Tuesday, 20 June 2017

I STOOD WITH YOU...

I used to stand by the window with you,

The rain drops were a quiet, subtle reminder of the storms we have been through

I knew I should do something,

What it was, wasn't however as clear as the drops that fell on the rocks

 

 

 

The smell of water sipping through the earth,

In a failed attempt to mask the smell of blood,

From the slaughtering of kindness and grace, we had just finished.

Slice after slice,

Hack after hack,

We knew we should have done something,

What it was, wasn't however as clear as the drops that fell on the rocks

 

Crying in the rain,

A common getaway for hearts as lost as ours,

But how do you mix dust and water?

The dirt, a mirror of what we have become,

We knew we should have done something,

What it was, was perhaps as clear as the drops that fell on the rocks.

We knew it because we slaughtered the kindness and grace,

Right at the window,

Where I stood with you


Friday, 24 February 2017

Set me free

You said you’d stay,
Deep down I knew you would hurt me.
I’d hoped and prayed you’d have mercy on me
My weak soul and mind,
My wit to stay on my lane and not veer off to that which is not mine,
I knew from the very start you wouldn’t stay,
But you got a hold of me,
Your claws so deep in my flesh,
But the sweetness that is the pain you cause me,
Kept me asking for me,
Even though I knew you were not good for me,
I still craved the taste of your heart,
The blood sipping through my fingers,
Cold from your vein,
I didn’t know you had any.
Even though I knew it would hurt,
One bite was not enough.
Bite,
After bite,
After bite,
Beat,
After beat,
After beat,
I was heading to my grave.
You consumed me,
And I saw it all coming,
I opened the door for you,
Let you in,
Welcomed you with open arms,
Same arms I used to embrace me,
No mercy on me,

Your arms,
Embraced me,
But stabbed me as well,
Who is to blame?
You,
Or I?
Set me free,
Will you not?
Perhaps some good would do me good,
Some kindness would heal me,
Or not,
Because you know not what that means,
Leaving a trail of blood in your path,
And like a hungry hound,
I follow every step of your stinking scent,
You have me on a tight leash,
One I hate to have,
But hold it myself.
Have mercy on my bleeding heart,
Set me free.  

Thursday, 2 February 2017

WAVE AFTER WAVE...

I look back,

And even though I know I shouldn't,

It's the only direction I feel safe enough to take on,

Ways I have walked before,

Lengths I have pulled in the past,

My only sanctuary,

In a world so uncertain.

Running so fast,


But the only direction I seem to be getting on,

Is backward.

Slow run,

Or fast step.

No one avenue seems to be the best.

And I cry and moan,

And hope to the heavens for mercy as deserved as my own death,

For only the warmth of my grave can comfort a drowning soul.

Tired,

Exhausted,

Not knowing right from wrong,

Or back from forth,

Back and forth I keep going,

Praying and hoping that this would be the last breath.

Help me,

Hold my hand, why won't you?

The waves of a life so uncertain threaten to carry me to the depth of the sea,

But see I am not afraid.

Should I be? I am not

I have been here before,

And wave after wave drifted me away from the truth I have known for so many a day.

Though I look back,

I know I shouldn't.

But behind me,

Is the only sure path that has led me to the unknown I see today.

Monday, 29 February 2016

MY COLD BLOOD...

I try and try,

And every time I seem to be walking straight into a storm,

I am losing grip and becoming wet with all the water on my face.

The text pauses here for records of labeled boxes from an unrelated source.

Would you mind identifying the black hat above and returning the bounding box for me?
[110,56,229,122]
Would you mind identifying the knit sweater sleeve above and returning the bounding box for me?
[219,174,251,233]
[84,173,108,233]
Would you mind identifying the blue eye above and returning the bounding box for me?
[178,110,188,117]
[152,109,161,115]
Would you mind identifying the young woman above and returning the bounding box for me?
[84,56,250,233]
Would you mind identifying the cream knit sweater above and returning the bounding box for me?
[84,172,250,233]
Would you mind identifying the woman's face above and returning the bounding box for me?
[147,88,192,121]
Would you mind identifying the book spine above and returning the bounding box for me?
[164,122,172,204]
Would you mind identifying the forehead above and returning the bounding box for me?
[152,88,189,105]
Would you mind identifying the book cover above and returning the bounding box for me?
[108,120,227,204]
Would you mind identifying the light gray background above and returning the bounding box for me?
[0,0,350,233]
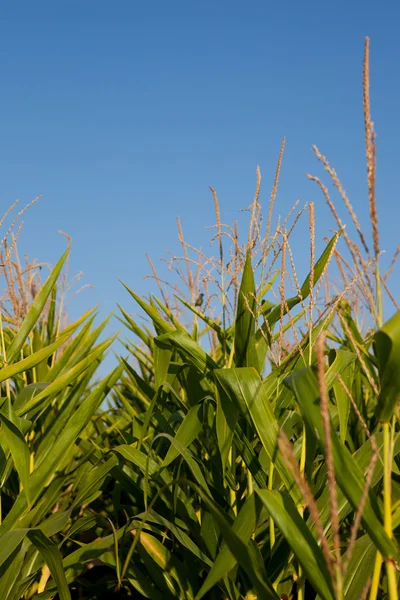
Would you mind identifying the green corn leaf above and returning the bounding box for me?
[214,368,301,504]
[27,529,71,600]
[284,368,398,558]
[0,334,68,382]
[156,331,217,373]
[235,252,259,371]
[374,311,400,422]
[162,404,203,467]
[257,490,335,600]
[17,335,117,416]
[140,531,194,600]
[0,407,31,504]
[196,494,259,600]
[190,483,278,600]
[121,282,174,333]
[343,535,376,600]
[7,249,69,363]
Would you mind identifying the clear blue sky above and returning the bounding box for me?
[0,0,400,356]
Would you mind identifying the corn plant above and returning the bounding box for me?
[0,35,400,600]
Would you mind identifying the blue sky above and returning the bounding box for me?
[0,0,400,360]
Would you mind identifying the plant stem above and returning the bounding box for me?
[369,552,382,600]
[268,460,275,550]
[382,422,398,600]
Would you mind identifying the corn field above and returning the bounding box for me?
[0,40,400,600]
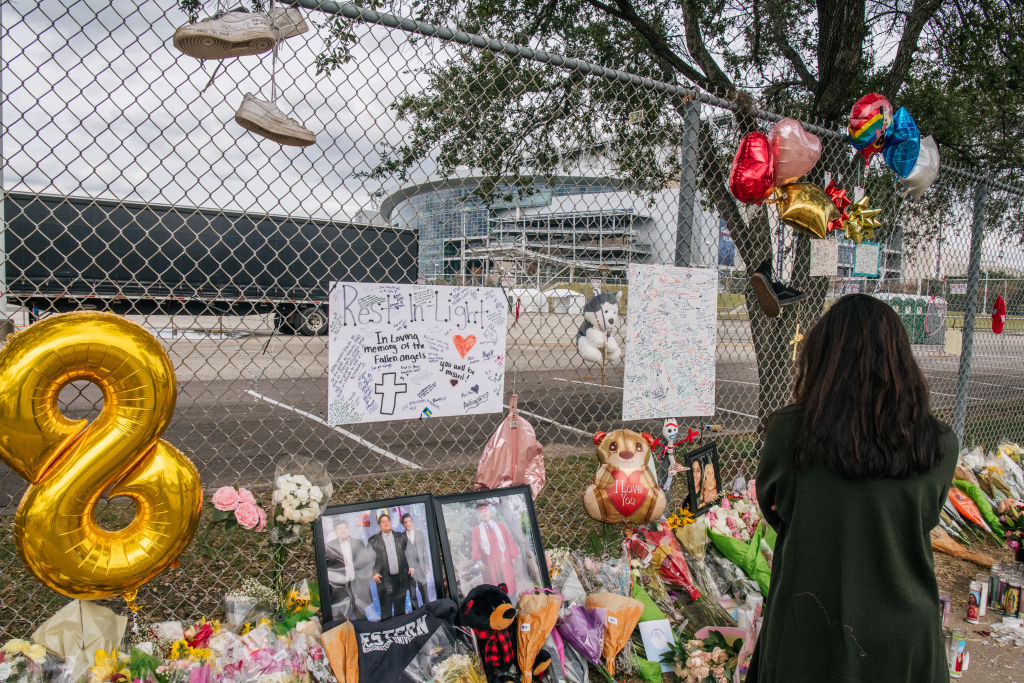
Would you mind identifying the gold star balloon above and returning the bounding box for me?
[843,195,882,245]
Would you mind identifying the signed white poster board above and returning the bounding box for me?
[853,242,882,278]
[623,264,718,420]
[328,283,508,425]
[811,240,839,278]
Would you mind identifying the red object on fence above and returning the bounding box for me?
[992,296,1007,335]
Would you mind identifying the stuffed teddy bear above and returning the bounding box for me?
[457,584,551,683]
[457,584,519,683]
[577,290,623,362]
[583,429,668,524]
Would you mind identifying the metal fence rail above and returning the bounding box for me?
[0,0,1024,639]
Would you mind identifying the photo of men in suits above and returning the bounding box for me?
[324,520,373,620]
[316,501,439,622]
[401,512,430,609]
[367,510,413,621]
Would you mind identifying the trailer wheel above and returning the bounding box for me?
[273,312,295,335]
[295,306,328,337]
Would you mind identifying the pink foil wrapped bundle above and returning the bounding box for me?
[473,394,545,500]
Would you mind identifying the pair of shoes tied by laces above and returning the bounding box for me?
[172,7,316,147]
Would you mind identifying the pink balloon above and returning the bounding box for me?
[768,119,821,186]
[729,132,775,204]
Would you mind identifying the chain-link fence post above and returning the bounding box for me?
[953,180,988,443]
[676,99,706,266]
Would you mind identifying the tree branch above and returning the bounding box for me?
[768,0,818,93]
[587,0,712,90]
[675,0,736,95]
[882,0,942,101]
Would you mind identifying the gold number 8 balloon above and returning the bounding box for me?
[0,312,203,608]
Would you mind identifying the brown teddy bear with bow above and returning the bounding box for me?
[583,429,667,524]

My heart and patience are growing cold.

I light the fire that is romance with you,

But I seem to get it wrong all the time.

I cannot get it right.

I fear, not getting it right.

Don't break me,

For I am broken all too much.

All my pieces, frozen in attempts to light this fire.

Keep it burning,

But I,

I cannot walk the path that is fiery yet I long to burn alone.

The fire you started burnt out long ago.

For you, I have walked the long road,

I have swallowed all I can,

But my pride is going to be my downfall,

A failure I seem to want to welcome.

I am not hot,

The snow seems the only white I care for.

A storm is coming,

Like in the past,

I have faced it alone.

Risk it all again, should I?

An avalanche is the least of my worry,

The ice that is in place of my heart is spreading,

And like a disease,

It will melt all the warmth that is my soul.

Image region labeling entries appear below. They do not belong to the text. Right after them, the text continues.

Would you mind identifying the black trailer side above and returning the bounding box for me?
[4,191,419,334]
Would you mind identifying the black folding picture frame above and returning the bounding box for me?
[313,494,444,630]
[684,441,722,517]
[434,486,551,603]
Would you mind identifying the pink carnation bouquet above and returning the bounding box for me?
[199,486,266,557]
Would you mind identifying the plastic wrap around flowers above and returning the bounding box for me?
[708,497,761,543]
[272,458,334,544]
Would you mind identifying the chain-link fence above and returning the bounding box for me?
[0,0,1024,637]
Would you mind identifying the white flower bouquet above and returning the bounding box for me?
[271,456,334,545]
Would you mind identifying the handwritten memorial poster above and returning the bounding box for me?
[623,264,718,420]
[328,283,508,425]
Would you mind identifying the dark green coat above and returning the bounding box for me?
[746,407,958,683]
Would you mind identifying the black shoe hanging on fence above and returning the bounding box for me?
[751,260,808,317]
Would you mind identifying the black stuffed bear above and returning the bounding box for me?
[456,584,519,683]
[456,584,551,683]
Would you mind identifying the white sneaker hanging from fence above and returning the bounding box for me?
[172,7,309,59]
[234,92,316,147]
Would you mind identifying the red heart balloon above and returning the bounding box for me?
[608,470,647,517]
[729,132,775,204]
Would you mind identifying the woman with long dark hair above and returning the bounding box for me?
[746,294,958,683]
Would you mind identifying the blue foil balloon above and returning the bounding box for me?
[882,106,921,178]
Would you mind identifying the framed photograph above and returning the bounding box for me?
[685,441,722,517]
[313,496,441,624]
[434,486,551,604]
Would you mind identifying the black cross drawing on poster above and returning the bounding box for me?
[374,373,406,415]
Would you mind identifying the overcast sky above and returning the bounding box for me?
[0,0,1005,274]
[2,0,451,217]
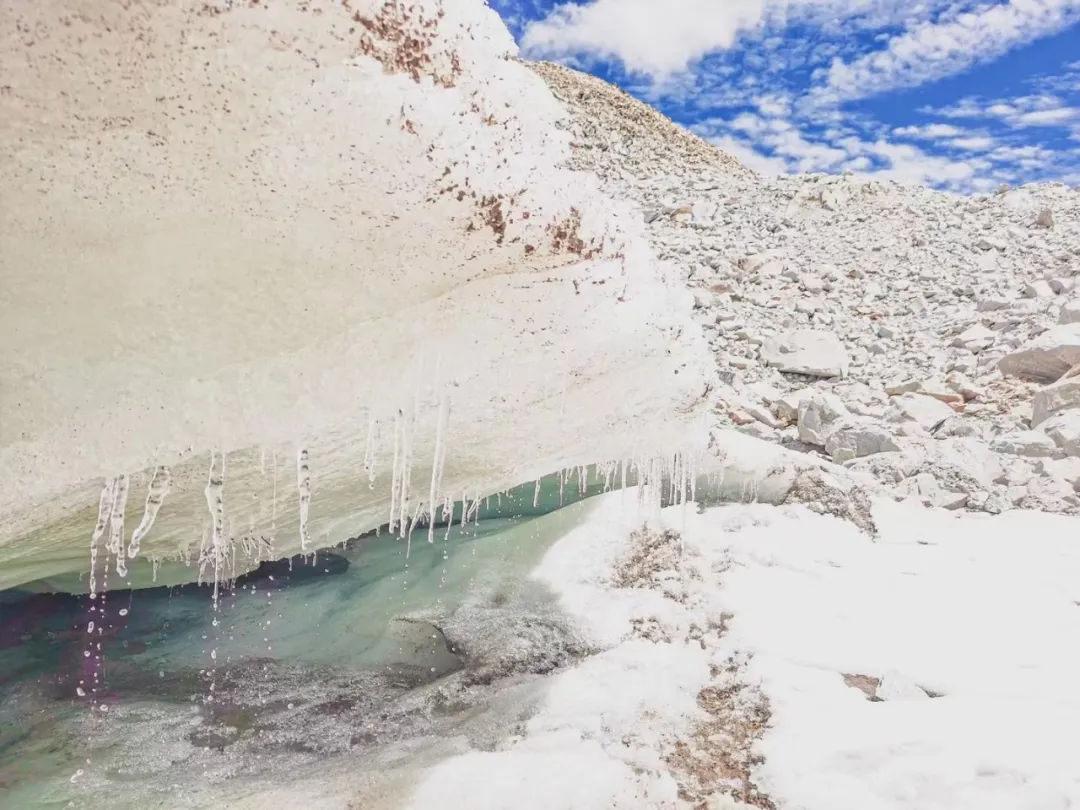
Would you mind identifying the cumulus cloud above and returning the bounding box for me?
[811,0,1080,104]
[522,0,766,78]
[509,0,1080,190]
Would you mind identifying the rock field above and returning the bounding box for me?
[530,63,1080,514]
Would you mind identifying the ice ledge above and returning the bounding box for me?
[0,0,713,588]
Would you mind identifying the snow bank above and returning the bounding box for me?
[411,494,1080,810]
[715,505,1080,810]
[0,0,712,589]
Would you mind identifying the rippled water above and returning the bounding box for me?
[0,476,603,810]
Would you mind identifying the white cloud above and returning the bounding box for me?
[1014,107,1080,126]
[708,135,788,176]
[948,135,997,152]
[921,93,1080,130]
[810,0,1080,105]
[892,124,963,140]
[509,0,1080,191]
[522,0,767,78]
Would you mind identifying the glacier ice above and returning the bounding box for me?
[0,0,713,590]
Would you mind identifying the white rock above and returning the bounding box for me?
[1036,457,1080,492]
[1057,300,1080,324]
[1024,279,1054,298]
[876,670,930,701]
[777,388,816,422]
[953,323,998,352]
[760,329,850,377]
[825,418,900,464]
[998,323,1080,382]
[1031,366,1080,428]
[890,393,956,430]
[1042,409,1080,456]
[990,430,1057,458]
[798,391,850,446]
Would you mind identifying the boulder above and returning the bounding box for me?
[759,329,850,377]
[1057,300,1080,325]
[825,417,900,464]
[990,430,1057,458]
[798,391,851,447]
[1042,409,1080,456]
[890,392,956,430]
[998,323,1080,382]
[1031,366,1080,428]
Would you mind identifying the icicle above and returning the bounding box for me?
[199,450,225,611]
[387,408,402,534]
[428,389,449,543]
[105,475,129,577]
[296,449,311,553]
[127,467,172,559]
[90,478,117,599]
[270,450,278,536]
[364,411,375,489]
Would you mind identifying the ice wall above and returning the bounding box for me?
[0,0,712,588]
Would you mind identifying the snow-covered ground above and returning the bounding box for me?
[411,492,1080,810]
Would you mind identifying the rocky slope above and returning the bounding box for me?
[530,63,1080,513]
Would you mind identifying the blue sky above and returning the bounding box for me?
[490,0,1080,191]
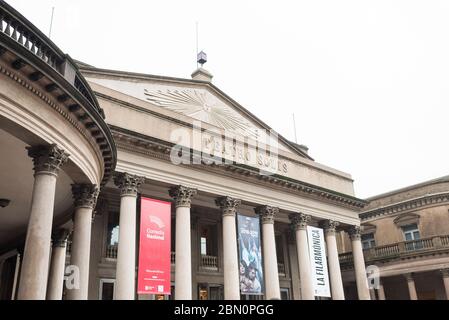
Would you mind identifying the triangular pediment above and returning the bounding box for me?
[81,72,311,159]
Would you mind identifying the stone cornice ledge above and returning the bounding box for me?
[111,127,366,210]
[360,192,449,221]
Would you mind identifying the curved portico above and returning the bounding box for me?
[0,1,116,300]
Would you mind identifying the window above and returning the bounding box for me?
[199,225,218,256]
[362,233,376,249]
[99,279,115,300]
[281,288,290,300]
[402,223,422,251]
[201,237,207,256]
[106,212,119,259]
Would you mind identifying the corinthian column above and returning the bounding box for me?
[323,220,345,300]
[18,145,69,300]
[440,269,449,300]
[169,186,197,300]
[47,229,70,300]
[255,206,281,300]
[404,273,418,300]
[114,173,144,300]
[289,213,315,300]
[349,226,370,300]
[67,184,98,300]
[215,197,241,300]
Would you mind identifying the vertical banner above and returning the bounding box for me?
[137,198,171,294]
[237,214,264,295]
[307,226,331,297]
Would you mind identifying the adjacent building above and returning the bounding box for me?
[340,176,449,300]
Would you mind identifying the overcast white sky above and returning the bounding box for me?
[7,0,449,198]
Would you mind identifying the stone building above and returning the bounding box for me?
[339,176,449,300]
[0,1,384,300]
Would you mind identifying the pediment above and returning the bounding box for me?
[85,73,311,159]
[393,213,420,227]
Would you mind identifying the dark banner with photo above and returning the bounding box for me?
[237,214,264,295]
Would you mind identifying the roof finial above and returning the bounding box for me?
[196,51,207,68]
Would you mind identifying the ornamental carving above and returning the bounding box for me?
[169,186,197,208]
[144,89,259,138]
[26,144,69,175]
[114,172,145,196]
[288,213,312,230]
[348,226,362,240]
[215,197,242,217]
[254,206,279,224]
[321,220,340,235]
[440,269,449,278]
[72,183,99,209]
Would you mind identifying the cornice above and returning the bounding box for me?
[359,192,449,221]
[111,126,366,210]
[80,66,313,161]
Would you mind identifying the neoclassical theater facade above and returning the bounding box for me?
[0,1,370,300]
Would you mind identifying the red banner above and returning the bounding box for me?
[137,198,171,294]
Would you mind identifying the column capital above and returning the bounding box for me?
[254,206,279,224]
[168,185,198,208]
[114,172,145,197]
[440,269,449,278]
[26,144,69,175]
[320,219,340,235]
[215,197,242,217]
[51,228,70,248]
[403,272,414,281]
[288,213,312,231]
[348,226,362,240]
[287,224,296,244]
[72,183,99,209]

Cold nights are now an island of peace,

Pieces I have learnt to pick up,

With bare hands numb from the cold.

I am a sad hue,

Like the frozen heart,

That sadly attempts to pump my cold blood.





 



Tuesday, 5 January 2016

MY CANVAS...


You,

My canvas,


On which I am free to create all I want.


As I lay here with you,

Your dark skin so smooth,

my brush hardly staying steady.

Paint me, will you please.
 

Take my hand, place it on your chest,

Let your palm be my brush.

Give me no boundaries,

Let me break the rules,

Your blood, the deepest hue I desire.

Your curves, height and breadth,

Details I long to have engraved in my mind.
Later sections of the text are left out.